Open the lid to feed, and let them be besides that so they can build up strength.

Most froglets won't eat much or at all for the first few days out of the water. After absorbing their tail, they aren't hungry for a bit.

Definitely don't dangle things in their face. They've been doing this in the wild for a long time. I'm guessing stress, but could be wrong.

Try lower your concern for a number of days, open the tank just to put in a few flies, and make sure there's not an abundance of fruit flies walking everywhere, as getting walked on a lot will stress the hell out of them too.

Also, sometimes frogs morph unhealthy. Just as problems like SLS occur, there can be problems with development on the inside we can't see.

I think one of the biggest beginner mistakes, and I was very guilty of this too, is seeing what's going on with their frogs too much. Worrying when they haven't been seen for a couple days, then hunting around in their tank for them,.... As tempting as it is, it's a HUGE no-no. If they weren't unhealthy before, it's likely to make them so through stress.

All in all, they're probably fine. Take a picture of the most recent one and post it so we can all see. It's probably all right....

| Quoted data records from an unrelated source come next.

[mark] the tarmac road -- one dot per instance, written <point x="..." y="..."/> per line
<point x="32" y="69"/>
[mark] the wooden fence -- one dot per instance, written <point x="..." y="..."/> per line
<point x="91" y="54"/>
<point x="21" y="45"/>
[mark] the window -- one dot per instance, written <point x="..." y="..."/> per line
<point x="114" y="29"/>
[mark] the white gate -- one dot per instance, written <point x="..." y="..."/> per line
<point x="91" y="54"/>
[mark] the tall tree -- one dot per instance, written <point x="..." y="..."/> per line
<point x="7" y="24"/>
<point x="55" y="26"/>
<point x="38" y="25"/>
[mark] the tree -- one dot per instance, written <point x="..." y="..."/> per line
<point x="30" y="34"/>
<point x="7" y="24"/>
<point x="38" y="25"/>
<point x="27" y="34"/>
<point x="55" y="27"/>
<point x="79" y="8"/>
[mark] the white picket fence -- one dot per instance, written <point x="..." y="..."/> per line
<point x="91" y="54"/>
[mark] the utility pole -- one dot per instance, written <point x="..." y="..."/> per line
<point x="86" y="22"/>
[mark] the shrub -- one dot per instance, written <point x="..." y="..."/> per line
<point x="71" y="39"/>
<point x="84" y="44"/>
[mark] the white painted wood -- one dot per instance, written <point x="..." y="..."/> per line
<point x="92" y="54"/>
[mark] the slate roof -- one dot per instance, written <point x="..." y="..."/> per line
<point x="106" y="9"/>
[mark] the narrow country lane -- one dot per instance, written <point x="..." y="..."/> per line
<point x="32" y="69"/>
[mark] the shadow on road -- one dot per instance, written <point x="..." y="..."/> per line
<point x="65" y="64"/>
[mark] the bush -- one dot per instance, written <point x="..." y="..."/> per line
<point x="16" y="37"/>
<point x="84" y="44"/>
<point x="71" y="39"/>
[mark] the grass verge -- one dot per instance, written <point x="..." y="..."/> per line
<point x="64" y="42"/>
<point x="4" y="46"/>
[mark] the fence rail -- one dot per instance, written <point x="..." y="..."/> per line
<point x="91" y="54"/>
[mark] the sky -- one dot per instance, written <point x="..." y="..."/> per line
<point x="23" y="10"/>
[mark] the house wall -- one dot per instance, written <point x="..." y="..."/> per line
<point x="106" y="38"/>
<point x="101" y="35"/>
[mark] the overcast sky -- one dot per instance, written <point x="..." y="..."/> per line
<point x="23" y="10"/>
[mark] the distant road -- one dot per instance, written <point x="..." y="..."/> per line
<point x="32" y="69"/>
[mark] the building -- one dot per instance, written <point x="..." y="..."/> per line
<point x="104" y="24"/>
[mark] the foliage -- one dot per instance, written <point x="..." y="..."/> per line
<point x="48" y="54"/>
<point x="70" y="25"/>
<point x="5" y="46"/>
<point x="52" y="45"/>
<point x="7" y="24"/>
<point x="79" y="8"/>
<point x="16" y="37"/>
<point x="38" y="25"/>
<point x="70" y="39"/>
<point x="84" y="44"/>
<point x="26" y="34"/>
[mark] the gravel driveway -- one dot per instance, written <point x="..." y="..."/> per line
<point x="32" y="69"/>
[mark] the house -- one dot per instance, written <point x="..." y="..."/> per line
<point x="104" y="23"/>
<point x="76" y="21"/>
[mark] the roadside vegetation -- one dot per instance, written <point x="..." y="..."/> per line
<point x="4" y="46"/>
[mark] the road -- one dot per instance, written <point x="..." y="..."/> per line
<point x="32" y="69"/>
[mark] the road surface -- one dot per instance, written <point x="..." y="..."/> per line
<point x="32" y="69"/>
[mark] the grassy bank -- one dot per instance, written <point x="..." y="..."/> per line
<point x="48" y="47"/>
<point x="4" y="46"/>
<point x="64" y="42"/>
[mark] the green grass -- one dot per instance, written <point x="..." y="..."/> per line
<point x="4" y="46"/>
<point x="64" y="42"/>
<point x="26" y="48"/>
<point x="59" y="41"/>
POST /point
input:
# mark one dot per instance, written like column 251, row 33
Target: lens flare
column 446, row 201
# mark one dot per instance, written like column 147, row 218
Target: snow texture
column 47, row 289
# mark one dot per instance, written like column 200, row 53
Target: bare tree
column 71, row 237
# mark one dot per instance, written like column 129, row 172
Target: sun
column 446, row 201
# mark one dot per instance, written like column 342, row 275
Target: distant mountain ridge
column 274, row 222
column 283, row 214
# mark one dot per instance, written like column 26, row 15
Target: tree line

Also a lot of froglets will stay pretty stationary their first few days out of the water... Just relax a little, take a deep breath, give them some space, and hopefully you haven't been in there to the point it's caused irreparable stress.

All in all you're doing right. Doing your research, asking questions, and making them a good home.

Give it a few days, then touch base here, and let us all know the progress.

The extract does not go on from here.